1. i wish syncthing also would implement this
2. is it already postquantum secure?
(to all the quantum-computer-will-never-come-people: i like to be prepared in CASE it comes, otherwise no one will prepare and users are in the dust, once it is there)
I am not a cryptographer, but can explain that Magic Wormhole uses SPAKE2 to negotiate a shared secret (RFC9382 claims equivalent to gap Diffie-Hellman), and then uses NaCl SecretBox to symmetrically encrypt all data between the peers.
(If using the newer Dilation protocol -- which is true for many of the non-file-transfer tools like ShWiM, Git-WithMe or Fowl -- peer traffic uses this shared secret with Noise, specifically "Noise_NNpsk0_25519_ChaChaPoly_BLAKE2s")

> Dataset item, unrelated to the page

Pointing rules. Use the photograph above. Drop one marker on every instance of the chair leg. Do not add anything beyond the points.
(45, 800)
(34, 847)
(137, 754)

- NAT Traversal: WireGuard typically requires at least one publicly-reachable endpoint. Magic Wormhole's relay server handles NAT traversal for initial rendezvous, then attempts direct connection.
- Configuration: WireGuard needs config files with public keys and endpoints. Magic Wormhole just needs a temporary code.
- Layer: WireGuard operates at network layer (creates virtual interface, routes IP traffic). Magic Wormhole is application-level.
[1] Based on a conversation with Claude 4.5, distilled and lightly edited. This information matches my experience with them.
I use this very specifically for setting up new machines. It's one of those where I don't use it much, but when I do it has saved me a whole lot of time, and it's worked well every time.